Геббельс записал в своем дневнике о переговорах в Андае: «Фюрер провел запланированную встречу с Франко. Меня информировали по телефону, что все прошло гладко. Согласно информации, Испания прочно наша. У Черчилля плохие времена»98. Не один Геббельс получил такой телефонный звонок. Риббентроп, позвонив Чано, также выразил удовлетворение встречей99. Обе эти оценки вполне согласуются с тем фактом, что эта поездка Гитлера носила разведывательный характер: он хотел сопоставить позиции Франко и Петэна. Каудильо продемонстрировал полную лояльность к Оси, хотя и оставил за собой право выбрать время вступления Испании в войну. Дипкорпус охватила паника, а португальское посольство стали бомбить просьбами о въездных визах100. Лишь потом, когда вступление Испании в войну было положено в долгий ящик, Гитлер пришел к выводу, что встреча была явным провалом.
Но и на тот момент фюрер не получил удовольствия от встречи с Франко. Проведя девять часов в обществе каудильо, Гитлер потом говорил Муссолини: «Я предпочел бы выдернуть три-четыре зуба, чем еще раз пройти через это»101. Гитлера и Риббентропа раздражало, что Франко, забыв о необходимости для
Германии поддерживать нормальные отношения с правительством Виши, без умолку твердил о своих чрезмерных, по мнению обоих, имперских притязаниях. По пути из Андая Риббентроп якобы отпустил в адрес Серрано Суньера слово «иезуит», а Франко назвал «неблагодарным трусом»102. Риббентропа вывела из себя встреча с Серрано Суньером, который «часто обнаруживал неполное понимание того, что реализация испанских притязаний зависит исключительно от военного успеха держав Оси, а посему эти притязания следует подчинить политике Оси, направленной на достижение конечной победы»103. Полковник Герхард Энгель, адъютант Гитлера, говорил, что фюрер, разозленный (wuetend) андайской встречей, ругал «иезуитскую свинью» и «неуместную испанскую гордость»104.

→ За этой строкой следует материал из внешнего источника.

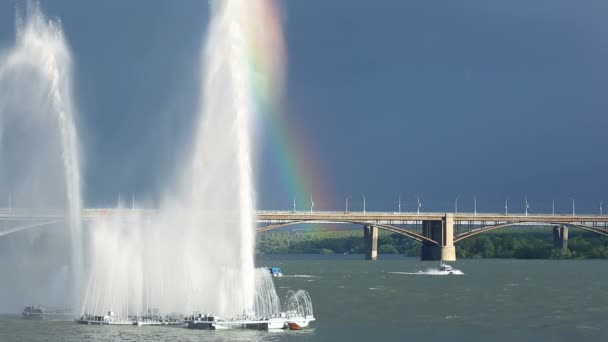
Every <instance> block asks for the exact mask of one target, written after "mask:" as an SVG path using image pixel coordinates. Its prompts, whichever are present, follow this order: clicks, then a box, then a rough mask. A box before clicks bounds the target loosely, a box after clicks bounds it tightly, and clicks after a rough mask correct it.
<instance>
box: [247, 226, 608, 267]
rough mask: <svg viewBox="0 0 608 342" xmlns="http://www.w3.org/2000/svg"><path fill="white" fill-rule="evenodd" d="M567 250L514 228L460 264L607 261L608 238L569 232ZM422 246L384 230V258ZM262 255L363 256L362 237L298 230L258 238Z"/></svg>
mask: <svg viewBox="0 0 608 342" xmlns="http://www.w3.org/2000/svg"><path fill="white" fill-rule="evenodd" d="M569 232H570V234H569V235H570V239H569V241H568V249H567V250H562V249H558V248H554V246H553V235H552V230H551V229H550V228H521V227H520V228H511V229H504V230H496V231H492V232H488V233H484V234H479V235H477V236H474V237H471V238H468V239H465V240H463V241H461V242H459V243H457V244H456V253H457V257H458V258H516V259H608V237H605V236H601V235H598V234H594V233H590V232H586V231H583V230H578V229H570V230H569ZM420 247H421V244H420V243H418V242H416V241H414V240H412V239H410V238H407V237H405V236H403V235H400V234H393V233H390V232H386V231H383V230H380V232H379V236H378V253H379V254H403V255H405V256H412V257H414V256H419V255H420ZM256 251H257V252H258V253H260V254H334V253H336V254H363V253H364V252H365V248H364V243H363V232H362V230H360V229H357V230H338V231H331V230H297V231H273V232H268V233H264V234H259V235H258V237H257V246H256Z"/></svg>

Эти презрительные замечания цитировались франкистской пропагандой и самим Серрано Суньером как доказательство того, будто Гитлера и Риббентропа, возмущенных искусной риторикой Франко и его свояка, осадивших немцев, чуть не хватил удар. На самом деле утверждения, что в Андае Франко притупил остроту германской угрозы, полностью опровергнуты такими замечаниями. Имей Гитлер действительно двести дивизий, никакие слова Франко или Серрано Суньера не имели бы значения. Эти оскорбительные реплики скорее обнаруживают тевтонскую надменность по отношению к претенциозному и самоуверенному каудильо, возомнившему, что он может равняться с самим фюрером. А то, что Франко и Серрано Суньер подчеркивали свою национальную гордость и патриотизм, вероятно, казалось немцам раздражающе неуместным, поскольку исходило от представителей такой слабой в экономическом и военном отношении страны, как Испания.

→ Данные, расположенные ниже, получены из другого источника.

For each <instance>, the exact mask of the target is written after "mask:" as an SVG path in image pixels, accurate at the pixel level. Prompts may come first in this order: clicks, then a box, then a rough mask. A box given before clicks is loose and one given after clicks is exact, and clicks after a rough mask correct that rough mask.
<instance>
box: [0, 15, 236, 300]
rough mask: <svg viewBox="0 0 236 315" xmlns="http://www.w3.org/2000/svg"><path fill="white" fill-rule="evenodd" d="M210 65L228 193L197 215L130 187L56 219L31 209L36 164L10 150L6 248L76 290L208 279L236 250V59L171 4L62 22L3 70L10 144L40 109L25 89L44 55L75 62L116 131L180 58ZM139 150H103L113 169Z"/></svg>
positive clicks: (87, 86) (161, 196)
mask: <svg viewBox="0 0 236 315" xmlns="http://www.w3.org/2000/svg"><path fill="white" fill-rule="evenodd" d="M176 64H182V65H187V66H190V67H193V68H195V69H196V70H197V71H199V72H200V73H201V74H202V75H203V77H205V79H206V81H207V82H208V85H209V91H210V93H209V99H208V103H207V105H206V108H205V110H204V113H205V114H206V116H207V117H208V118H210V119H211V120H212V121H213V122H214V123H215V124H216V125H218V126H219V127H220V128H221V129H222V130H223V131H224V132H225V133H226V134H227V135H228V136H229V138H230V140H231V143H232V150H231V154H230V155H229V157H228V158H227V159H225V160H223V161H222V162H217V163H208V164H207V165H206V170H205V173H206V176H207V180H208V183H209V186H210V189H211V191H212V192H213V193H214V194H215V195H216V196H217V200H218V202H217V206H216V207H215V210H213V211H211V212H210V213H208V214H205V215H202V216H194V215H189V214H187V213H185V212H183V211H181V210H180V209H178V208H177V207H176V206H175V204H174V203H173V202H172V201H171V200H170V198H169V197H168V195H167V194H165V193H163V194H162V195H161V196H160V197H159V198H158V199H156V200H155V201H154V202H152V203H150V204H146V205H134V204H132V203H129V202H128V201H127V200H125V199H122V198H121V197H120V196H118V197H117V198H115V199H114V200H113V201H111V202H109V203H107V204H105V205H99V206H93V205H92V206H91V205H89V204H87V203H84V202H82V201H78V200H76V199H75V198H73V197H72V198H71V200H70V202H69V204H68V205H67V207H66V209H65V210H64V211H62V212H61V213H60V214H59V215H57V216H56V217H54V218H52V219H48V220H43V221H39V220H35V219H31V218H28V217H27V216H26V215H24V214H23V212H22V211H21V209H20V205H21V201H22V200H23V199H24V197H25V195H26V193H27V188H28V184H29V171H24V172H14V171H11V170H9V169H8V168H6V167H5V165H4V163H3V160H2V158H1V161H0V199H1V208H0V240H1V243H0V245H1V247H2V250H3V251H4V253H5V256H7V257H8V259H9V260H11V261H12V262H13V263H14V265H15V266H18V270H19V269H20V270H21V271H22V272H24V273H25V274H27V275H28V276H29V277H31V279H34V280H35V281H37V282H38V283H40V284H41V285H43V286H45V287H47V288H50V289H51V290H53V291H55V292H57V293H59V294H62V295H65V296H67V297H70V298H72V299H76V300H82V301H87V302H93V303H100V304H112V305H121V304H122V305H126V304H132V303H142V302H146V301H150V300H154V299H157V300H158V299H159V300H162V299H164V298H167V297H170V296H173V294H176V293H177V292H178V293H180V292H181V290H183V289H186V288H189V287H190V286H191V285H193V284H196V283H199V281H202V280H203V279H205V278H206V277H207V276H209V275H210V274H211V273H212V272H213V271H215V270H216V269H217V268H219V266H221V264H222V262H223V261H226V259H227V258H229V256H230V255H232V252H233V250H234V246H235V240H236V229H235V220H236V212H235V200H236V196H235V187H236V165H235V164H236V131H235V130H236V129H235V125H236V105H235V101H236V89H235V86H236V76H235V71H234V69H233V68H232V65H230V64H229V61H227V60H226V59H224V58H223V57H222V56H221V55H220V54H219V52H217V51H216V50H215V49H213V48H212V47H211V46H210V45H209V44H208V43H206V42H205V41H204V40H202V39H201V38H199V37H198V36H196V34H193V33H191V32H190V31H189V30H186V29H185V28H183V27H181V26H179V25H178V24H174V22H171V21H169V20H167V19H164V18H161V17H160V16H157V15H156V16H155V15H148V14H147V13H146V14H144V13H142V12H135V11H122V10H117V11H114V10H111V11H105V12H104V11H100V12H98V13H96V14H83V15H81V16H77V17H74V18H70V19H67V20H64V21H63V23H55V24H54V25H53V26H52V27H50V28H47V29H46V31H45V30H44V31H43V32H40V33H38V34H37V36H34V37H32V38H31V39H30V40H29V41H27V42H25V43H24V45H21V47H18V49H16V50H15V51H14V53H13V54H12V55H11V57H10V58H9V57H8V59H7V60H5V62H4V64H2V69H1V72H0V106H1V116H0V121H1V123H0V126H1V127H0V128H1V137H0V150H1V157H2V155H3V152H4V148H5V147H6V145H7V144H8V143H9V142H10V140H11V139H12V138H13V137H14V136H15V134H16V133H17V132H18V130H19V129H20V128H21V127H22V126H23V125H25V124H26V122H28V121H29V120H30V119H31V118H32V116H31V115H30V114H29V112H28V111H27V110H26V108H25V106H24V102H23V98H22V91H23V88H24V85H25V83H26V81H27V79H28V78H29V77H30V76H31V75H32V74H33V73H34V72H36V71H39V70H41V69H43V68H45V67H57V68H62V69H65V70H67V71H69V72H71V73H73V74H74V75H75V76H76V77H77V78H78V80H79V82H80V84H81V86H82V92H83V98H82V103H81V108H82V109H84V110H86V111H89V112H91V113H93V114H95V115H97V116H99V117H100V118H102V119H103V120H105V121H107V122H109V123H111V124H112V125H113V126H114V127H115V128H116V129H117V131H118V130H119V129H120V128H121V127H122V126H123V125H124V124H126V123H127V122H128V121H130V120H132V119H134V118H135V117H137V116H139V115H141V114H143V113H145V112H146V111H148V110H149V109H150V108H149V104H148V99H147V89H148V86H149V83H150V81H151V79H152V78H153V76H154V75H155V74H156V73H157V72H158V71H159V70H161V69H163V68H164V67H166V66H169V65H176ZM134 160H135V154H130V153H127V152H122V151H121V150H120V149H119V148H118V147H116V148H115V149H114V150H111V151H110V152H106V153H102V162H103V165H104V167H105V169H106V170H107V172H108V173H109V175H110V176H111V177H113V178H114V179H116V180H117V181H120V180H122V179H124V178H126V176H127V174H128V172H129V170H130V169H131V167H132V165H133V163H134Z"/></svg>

Но недовольство Гитлера основывалось и на том, что ему не удалось провести испанцев в вопросе о Французском Марокко, хотя фюрер, казалось бы, откровенно и ясно заявил: он не может дать того, что еще не принадлежит ему. Гитлер, разумеется, уверенный, что сумеет получить в свое распоряжение французскую колониальную империю, не собирался отдавать ее Франко. Таков был его «грандиозный обман». Вайцзекер не придавал большого значения тому, что «в вопросе об испанском вступлении в войну ничего не было достигнуто», и считал Андай не более чем неудавшимся «фокусом»105. Серрано Суньер годы спустя утверждал, что Гитлер не сильно солгал. С точки зрения куньядиссиму-са, привязанность Франко к Марокко со времен бытности «африканцем» была столь велика, что, пообещай ему Гитлер эту страну, он вступил бы в войну106. Сам каудильо якобы говорил Антонио Мартинесу Каттанео, гражданскому губернатору Леона: «Это Гитлер не принял моих условий»107. Ожидая прибытия поезда с Франко, фюрер сам сказал, почему он, в частности, не мог прибегнуть к настоящей лжи. Беседуя с Риббентропом на платформе в Андае, Гитлер заметил, что никаких твердых обещаний насчет французской территории давать нельзя, потому что «французы наверняка рано или поздно прослышат об этом от болтливых латинцев»108.